Cumhurbaşkanı Tayyip Erdoğan, geçtiğimiz günlerde İsveç ve Finlandiya için “NATO üyeliklerine olumlu bakmıyoruz” demişti. İsveç ve Finlandiya’nın NATO’ya üyelik müracaatlarını pahalandıran Gelecek Partisi Genel Lideri Ahmet Davutoğlu, Türkiye’nin kapılarını kapatmamasını ve NATO üyeliklerinin Türkiye’nin AB üyeliğini olumlu tarafta etkilemesinin sağlanmasını söyledi.

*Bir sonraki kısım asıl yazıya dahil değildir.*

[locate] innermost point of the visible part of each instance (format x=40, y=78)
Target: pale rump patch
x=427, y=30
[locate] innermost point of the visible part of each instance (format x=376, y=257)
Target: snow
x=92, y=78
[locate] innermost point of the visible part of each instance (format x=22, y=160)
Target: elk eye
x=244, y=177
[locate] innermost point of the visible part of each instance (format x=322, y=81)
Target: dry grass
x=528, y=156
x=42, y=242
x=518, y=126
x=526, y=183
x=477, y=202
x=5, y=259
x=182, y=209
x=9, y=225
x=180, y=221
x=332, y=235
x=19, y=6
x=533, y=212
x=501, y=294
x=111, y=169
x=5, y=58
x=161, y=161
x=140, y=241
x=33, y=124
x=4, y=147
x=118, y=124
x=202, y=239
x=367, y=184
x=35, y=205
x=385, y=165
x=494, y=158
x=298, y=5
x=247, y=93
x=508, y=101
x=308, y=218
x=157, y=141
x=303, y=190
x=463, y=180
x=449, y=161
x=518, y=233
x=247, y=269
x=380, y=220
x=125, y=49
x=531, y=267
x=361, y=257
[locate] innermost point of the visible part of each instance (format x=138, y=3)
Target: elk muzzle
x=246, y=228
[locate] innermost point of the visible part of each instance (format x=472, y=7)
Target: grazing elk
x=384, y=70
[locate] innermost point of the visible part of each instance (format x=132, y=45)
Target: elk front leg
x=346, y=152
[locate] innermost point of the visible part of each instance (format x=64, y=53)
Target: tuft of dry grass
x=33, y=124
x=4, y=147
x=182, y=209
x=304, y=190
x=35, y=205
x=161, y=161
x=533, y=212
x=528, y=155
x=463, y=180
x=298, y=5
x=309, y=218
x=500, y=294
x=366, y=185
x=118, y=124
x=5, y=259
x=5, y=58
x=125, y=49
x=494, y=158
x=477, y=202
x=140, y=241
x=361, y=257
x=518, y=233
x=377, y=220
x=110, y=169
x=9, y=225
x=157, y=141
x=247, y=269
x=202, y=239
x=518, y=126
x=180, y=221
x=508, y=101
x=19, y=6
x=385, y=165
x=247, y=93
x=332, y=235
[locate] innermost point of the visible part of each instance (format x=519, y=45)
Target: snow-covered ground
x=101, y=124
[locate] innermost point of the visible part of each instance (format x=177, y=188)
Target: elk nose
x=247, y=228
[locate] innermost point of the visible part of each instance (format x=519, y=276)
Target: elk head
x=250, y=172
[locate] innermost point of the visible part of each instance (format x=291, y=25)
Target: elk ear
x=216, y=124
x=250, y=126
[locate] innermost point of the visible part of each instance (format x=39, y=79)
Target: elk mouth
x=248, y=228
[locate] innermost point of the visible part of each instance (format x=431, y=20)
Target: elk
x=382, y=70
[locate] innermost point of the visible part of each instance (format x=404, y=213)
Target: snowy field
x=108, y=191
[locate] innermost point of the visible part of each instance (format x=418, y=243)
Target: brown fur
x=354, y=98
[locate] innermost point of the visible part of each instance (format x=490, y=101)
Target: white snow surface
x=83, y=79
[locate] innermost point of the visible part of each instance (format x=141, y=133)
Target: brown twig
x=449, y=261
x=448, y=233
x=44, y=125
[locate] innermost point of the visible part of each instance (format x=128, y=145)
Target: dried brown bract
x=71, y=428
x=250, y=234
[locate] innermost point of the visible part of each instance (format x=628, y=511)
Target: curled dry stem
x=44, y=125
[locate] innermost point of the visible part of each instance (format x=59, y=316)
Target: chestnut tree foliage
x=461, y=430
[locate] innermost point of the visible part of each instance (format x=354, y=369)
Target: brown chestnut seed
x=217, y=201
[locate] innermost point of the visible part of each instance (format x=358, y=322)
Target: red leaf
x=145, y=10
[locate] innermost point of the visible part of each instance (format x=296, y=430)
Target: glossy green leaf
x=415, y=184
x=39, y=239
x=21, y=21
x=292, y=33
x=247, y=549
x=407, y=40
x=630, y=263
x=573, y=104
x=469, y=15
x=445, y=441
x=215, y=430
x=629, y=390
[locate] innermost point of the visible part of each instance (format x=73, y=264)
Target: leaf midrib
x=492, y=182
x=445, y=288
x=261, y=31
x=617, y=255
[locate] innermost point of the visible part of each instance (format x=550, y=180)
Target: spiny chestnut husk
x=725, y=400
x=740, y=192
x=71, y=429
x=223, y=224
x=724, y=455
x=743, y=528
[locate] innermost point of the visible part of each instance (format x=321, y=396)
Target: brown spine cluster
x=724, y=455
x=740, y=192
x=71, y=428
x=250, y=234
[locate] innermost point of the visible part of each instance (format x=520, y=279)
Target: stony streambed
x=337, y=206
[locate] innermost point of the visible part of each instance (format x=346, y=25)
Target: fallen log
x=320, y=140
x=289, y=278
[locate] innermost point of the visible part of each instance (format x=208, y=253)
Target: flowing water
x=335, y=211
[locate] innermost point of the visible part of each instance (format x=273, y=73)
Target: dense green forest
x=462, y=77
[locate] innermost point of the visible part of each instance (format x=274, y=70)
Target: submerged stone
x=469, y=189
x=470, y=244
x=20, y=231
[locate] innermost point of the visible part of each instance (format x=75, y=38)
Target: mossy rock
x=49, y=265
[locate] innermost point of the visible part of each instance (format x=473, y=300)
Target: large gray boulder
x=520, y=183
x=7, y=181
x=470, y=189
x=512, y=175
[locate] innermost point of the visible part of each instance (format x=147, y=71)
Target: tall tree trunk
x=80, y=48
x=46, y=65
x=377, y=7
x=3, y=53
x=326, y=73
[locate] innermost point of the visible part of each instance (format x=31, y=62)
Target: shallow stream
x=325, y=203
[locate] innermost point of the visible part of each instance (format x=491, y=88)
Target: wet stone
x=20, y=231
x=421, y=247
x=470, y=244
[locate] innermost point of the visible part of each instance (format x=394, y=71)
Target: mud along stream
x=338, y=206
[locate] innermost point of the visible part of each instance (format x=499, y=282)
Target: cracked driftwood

ERDOĞAN’IN GÜNLÜK BORSA ÜZERE DEĞİŞEN AÇIKLAMALARI
Erdoğan’ın NATO üyeliği konusunda kısa bir müddet evvel Finlandiya Cumhurbaşkanına Finlandiya’nın üyeliğini destekleyeceklerini söylediğini hatırlatan Davutoğlu, “Erdoğan’ın günlük borsa üzere değişen açıklamaları, devleti temsilen konuşan yetkililerin birbirleriyle lakin en çok da Cumhurbaşkanı ile aykırı düşen sözleri devlet ciddiyetine de, diplomasi geleneğimize de, en temel bağlantı prensiplerine de alışılmamıştır.” sözlerini kullandı.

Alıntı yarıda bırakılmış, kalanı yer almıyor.